Заветная вода - стр. 4
Но все же, томясь временным пленником в бревенчатых стенах больницы, таящейся, в свою очередь, в гуще необозримых лесов, в глухом краю, откуда до баталий были сотни и тысячи километров, он сразу понял – учуял, что традиционный уклад изменился даже здесь. Через день весь поселок провожал мобилизованных, и от станции доносился бестолковый гомон, рвавший душу: там голосили, причитали, выкрикивали речи и терзали скверную гармошку, вымучивая строевой марш, который все равно отдавал плясовыми переливами. Потом наступила долгая тишина, которую раскалывал молоточный грохот военных эшелонов, и Петр без ошибок отличал его от убаюкивающего перестука пассажирских поездов.
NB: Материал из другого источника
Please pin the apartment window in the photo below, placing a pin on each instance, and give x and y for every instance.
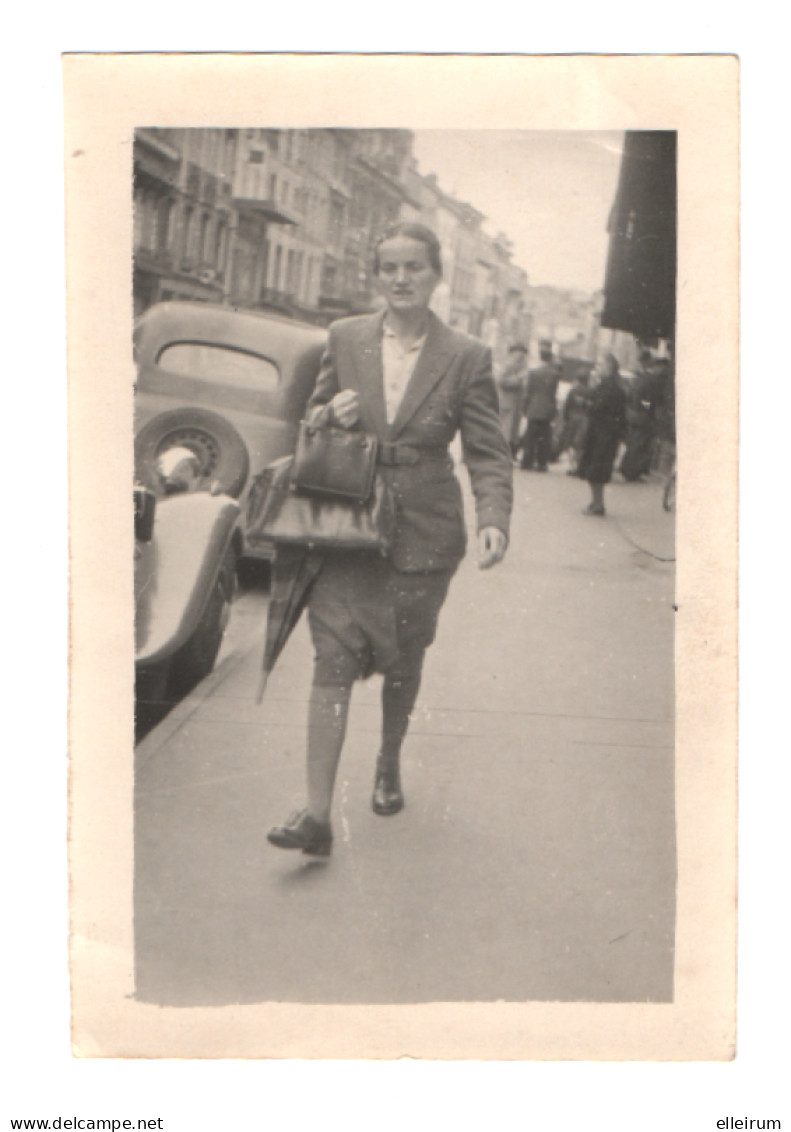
(164, 238)
(138, 219)
(189, 212)
(220, 243)
(204, 239)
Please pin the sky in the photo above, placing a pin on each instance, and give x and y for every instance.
(549, 190)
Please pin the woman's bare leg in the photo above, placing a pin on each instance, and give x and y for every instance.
(398, 695)
(326, 731)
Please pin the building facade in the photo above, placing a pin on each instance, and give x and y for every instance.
(286, 221)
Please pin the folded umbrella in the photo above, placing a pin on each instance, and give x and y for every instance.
(293, 572)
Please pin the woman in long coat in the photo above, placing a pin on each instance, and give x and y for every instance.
(414, 383)
(605, 429)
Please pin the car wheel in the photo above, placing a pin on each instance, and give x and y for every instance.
(221, 452)
(195, 659)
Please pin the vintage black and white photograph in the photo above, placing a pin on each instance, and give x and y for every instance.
(405, 601)
(478, 743)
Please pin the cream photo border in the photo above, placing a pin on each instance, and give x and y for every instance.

Никто не понимал, что происходит на зловещем западе, – Петр вместе с персоналом, который заметно поредел из-за Николаичева вмешательства, исправно выслушивал информационные сводки, но ему недоставало кирпичиков, чтобы сложить ясную картину, и даже не исхитрялся вытащить из формальных фраз какую-нибудь понятную ему смысловую деталь, которую мог бы потом обсудить со своими няньками. Главное командование сообщало об отбитых атаках противника, об уничтоженных вражеских самолетах, о сгоревших танках, и после каждой передачи обмирающая Фая, восстанавливая пресекшееся от беспокойства дыхание, говорила:
– Пойду тоже! Я военнообязанная… – и потом, поправляя накрахмаленный колпак, добавляла: – Наверное, не успею… пока доберусь, разобьют уже фашистов.
Анна Филипповна недоверчиво качала седой головой со снежным, жидковатым пучком на затылке, кое-как свитым на скорую руку.
– Не все так просто, – говорила она.
Но все Петровы попытки выбраться из-под медицинского надзора Анна Филипповна отказывалась обсуждать всерьез.
– Петя, вас снимут по дороге с поезда, – говорила она, поджимая губы. – Будет вам плохо, и снимут. Думаете, лучше станет?..
Днем окружающие занимались служебными обязанностями, и Петр развлекался, приглядываясь к пациентам, которые приходили в больницу с соседних станций и с далеких заимок. Но вязкая вечерняя скука, когда он оставался единственным больничным обитателем, продлилась недолго: как-то у дверей тормознул леспромхозовский грузовик и на крыльце засуетились. Приковыляв к окну, Петр услышал незнакомый испуганный голосок:
– Отдайте, фляжка!.. Там фляжка… и деньги на билет…
– Никто твое барахло не трогает, – проревел убедительный бас. – Вцепился, как черт в грешную душу… перебирай ногами-то!
Анна Филипповна с Фаей заметались, захлопали двери, грузовик уехал, а Петр терпеливо гадал, придется ли ему сегодня ночевать в одиночестве или невезучий горемыка осядет на койке, на которой Фая после Николаичева ухода застелила свежее белье и тщательно взбила увесистую перьевую подушку.